𝗥𝗲́𝘀𝗶𝗹𝗶𝗲𝗻𝗰𝗲 𝗰𝗹𝗶𝗺𝗮𝘁𝗶𝗾𝘂𝗲
Ces forêts ne sont pas seulement des sanctuaires de vie sauvage ; elles sont le château d’eau de notre pays. Elles jouent un rôle vital dans le maintien de l’humidité et du régime des pluies, y compris sur les hauts plateaux. A l’heure où Madagascar fait partie des 5 pays les plus menacés par le réchauffement climatique, il est vital de préserver les derniers grands blocs forestiers, car il est prouvé que leur évaporation contribue à nourrir les nuages. En outre, le corridor forestier CAZ alimente en eau les grandes vallées de l’Alaotra (l’un des greniers à riz de Madagascar) et les plaines rizicoles des environs de Toamasina. En fractionnant des blocs forestiers vitaux et en impactant 69 cours d’eau, le tracé proposé réduirait la résilience climatique et agricole de Madagascar.
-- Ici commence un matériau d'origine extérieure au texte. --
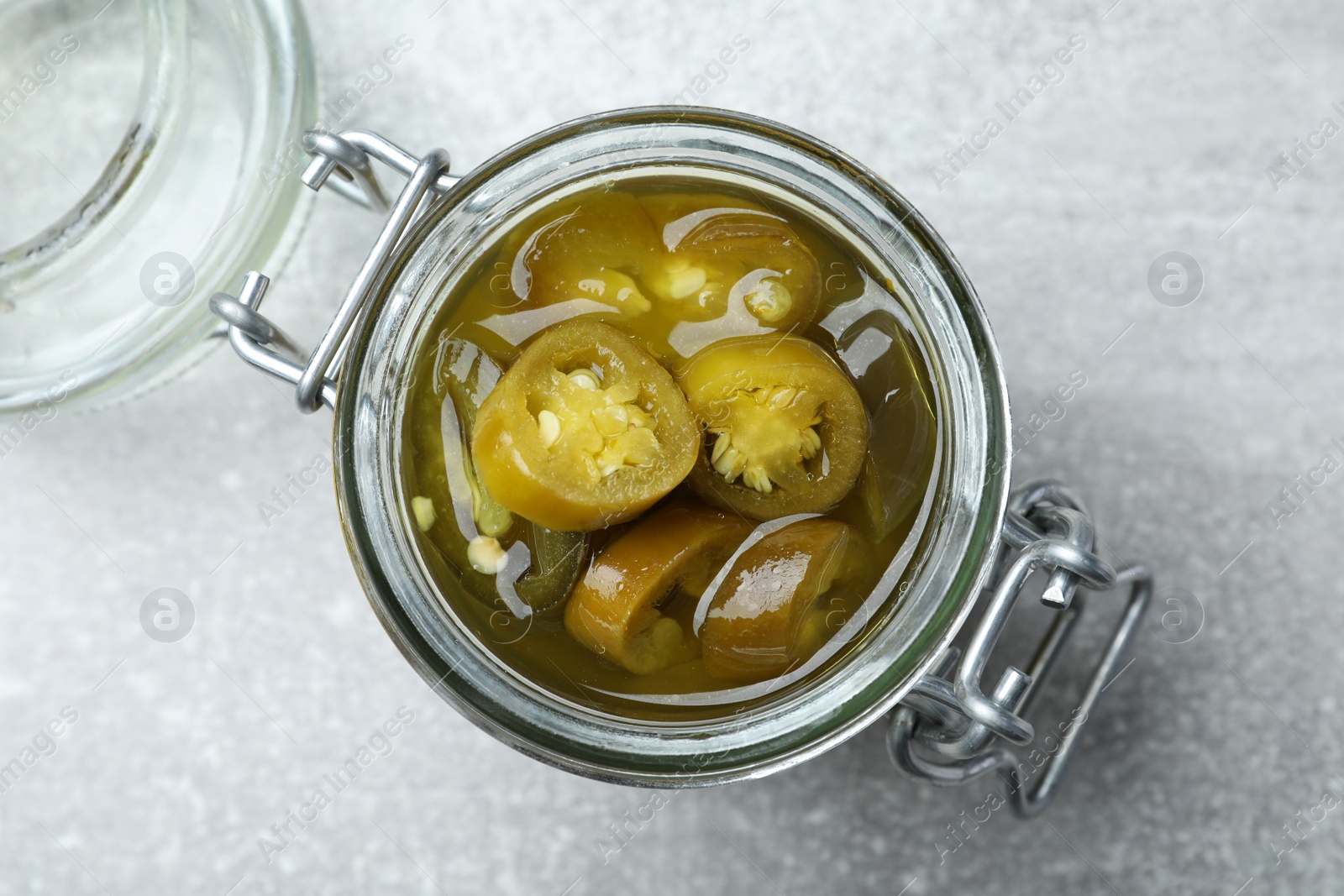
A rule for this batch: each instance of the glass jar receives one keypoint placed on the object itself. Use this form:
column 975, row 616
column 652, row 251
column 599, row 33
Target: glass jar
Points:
column 971, row 532
column 158, row 147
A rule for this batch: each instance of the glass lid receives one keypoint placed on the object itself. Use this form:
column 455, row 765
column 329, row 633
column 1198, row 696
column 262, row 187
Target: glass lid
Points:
column 116, row 234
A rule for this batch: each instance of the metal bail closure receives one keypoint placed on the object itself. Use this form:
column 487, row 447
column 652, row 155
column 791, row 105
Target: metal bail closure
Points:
column 349, row 156
column 945, row 727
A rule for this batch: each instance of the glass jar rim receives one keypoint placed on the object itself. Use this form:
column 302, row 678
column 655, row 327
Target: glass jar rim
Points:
column 817, row 715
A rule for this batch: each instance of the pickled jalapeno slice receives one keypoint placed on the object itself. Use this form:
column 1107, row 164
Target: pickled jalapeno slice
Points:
column 722, row 253
column 467, row 524
column 593, row 250
column 785, row 429
column 585, row 430
column 615, row 610
column 765, row 617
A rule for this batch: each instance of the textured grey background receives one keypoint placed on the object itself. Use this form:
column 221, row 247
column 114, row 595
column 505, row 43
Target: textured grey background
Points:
column 1158, row 139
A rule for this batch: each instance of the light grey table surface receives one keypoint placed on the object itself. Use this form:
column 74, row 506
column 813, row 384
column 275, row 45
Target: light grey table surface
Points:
column 1193, row 419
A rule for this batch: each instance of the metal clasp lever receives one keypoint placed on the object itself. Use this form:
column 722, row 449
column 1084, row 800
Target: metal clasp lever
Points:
column 945, row 726
column 346, row 155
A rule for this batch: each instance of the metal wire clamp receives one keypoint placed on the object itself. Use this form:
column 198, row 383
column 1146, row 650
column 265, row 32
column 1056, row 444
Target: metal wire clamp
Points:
column 944, row 728
column 349, row 156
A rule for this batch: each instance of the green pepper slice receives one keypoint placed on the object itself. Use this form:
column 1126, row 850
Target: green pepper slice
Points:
column 585, row 430
column 786, row 429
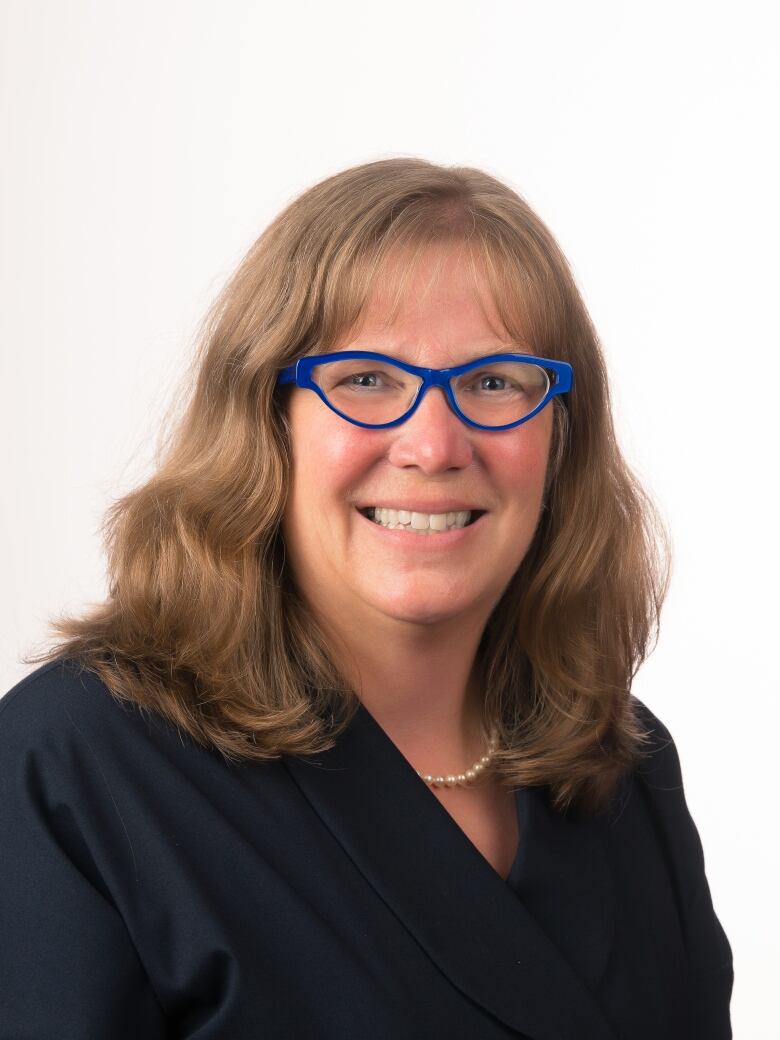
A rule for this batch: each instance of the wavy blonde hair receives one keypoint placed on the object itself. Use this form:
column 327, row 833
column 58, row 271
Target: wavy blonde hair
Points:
column 203, row 622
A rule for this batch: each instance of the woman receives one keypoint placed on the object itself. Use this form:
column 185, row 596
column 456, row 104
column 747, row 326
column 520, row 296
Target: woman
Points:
column 351, row 750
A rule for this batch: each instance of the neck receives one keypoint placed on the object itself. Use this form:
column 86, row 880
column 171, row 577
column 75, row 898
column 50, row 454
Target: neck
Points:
column 420, row 685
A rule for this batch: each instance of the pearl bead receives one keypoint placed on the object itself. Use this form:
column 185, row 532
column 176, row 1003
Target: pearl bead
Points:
column 465, row 778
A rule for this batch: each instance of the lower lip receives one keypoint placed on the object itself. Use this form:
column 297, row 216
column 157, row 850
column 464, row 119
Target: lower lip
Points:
column 426, row 543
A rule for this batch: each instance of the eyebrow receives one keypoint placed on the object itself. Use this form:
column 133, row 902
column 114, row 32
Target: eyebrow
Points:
column 475, row 353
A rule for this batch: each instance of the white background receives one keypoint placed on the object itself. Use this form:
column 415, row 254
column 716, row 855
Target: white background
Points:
column 146, row 145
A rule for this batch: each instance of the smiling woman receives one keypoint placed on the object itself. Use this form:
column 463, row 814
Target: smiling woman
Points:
column 351, row 749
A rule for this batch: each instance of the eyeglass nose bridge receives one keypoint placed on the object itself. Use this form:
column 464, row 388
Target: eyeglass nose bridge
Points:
column 433, row 378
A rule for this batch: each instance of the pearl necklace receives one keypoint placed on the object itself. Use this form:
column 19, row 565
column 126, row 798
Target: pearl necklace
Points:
column 463, row 779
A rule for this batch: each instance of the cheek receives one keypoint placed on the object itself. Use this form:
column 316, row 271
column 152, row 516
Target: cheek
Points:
column 521, row 462
column 329, row 456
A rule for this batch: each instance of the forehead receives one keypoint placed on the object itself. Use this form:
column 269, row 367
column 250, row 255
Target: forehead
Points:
column 441, row 293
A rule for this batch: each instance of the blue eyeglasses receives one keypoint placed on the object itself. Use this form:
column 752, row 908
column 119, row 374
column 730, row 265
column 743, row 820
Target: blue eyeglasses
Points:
column 386, row 392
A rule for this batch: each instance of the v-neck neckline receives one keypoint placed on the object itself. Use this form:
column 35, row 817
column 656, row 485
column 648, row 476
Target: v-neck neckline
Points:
column 502, row 942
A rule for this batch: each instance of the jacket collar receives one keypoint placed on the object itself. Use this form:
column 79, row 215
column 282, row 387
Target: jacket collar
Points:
column 531, row 957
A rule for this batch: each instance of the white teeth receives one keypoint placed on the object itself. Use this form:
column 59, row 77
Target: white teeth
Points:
column 420, row 523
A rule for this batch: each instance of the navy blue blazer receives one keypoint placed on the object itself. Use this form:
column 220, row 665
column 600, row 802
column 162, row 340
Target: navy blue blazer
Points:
column 149, row 889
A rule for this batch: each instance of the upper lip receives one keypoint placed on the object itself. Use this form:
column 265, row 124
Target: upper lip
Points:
column 441, row 505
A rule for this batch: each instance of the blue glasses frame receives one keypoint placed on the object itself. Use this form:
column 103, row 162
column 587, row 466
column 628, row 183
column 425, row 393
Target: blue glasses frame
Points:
column 300, row 374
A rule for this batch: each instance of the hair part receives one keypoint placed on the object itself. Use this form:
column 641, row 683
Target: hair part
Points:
column 203, row 622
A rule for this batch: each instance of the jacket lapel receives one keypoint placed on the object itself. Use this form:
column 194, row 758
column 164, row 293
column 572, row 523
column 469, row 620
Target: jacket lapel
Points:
column 527, row 959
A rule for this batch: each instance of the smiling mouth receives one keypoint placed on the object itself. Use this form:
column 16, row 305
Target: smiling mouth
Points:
column 369, row 514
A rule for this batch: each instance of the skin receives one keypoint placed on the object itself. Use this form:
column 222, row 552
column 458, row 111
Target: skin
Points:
column 405, row 626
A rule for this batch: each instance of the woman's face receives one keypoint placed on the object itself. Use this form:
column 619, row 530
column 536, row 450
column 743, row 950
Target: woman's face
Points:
column 354, row 572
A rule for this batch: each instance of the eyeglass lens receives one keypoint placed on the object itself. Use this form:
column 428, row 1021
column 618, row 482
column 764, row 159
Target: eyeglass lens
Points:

𝗥𝗲́𝗽𝘂𝘁𝗮𝘁𝗶𝗼𝗻 𝗶𝗻𝘁𝗲𝗿𝗻𝗮𝘁𝗶𝗼𝗻𝗮𝗹𝗲
La préservation des dernières forêts primaires de Madagascar est une priorité reconnue mondialement. Si une autoroute venait à détruire la forêt à grande échelle, cela affecterait profondément l’image du pays sur la scène internationale. Quelle serait alors la crédibilité de Madagascar pour obtenir des crédits internationaux au titre de la résilience, de la durabilité, du climat, de la protection des forêts et du carbone ? Le pays perdrait toute chance de se positionner comme un champion sur ces sujets, qui sont pourtant en plein essor. Cela affecterait aussi l’image du pays en tant que destination d’écotourisme.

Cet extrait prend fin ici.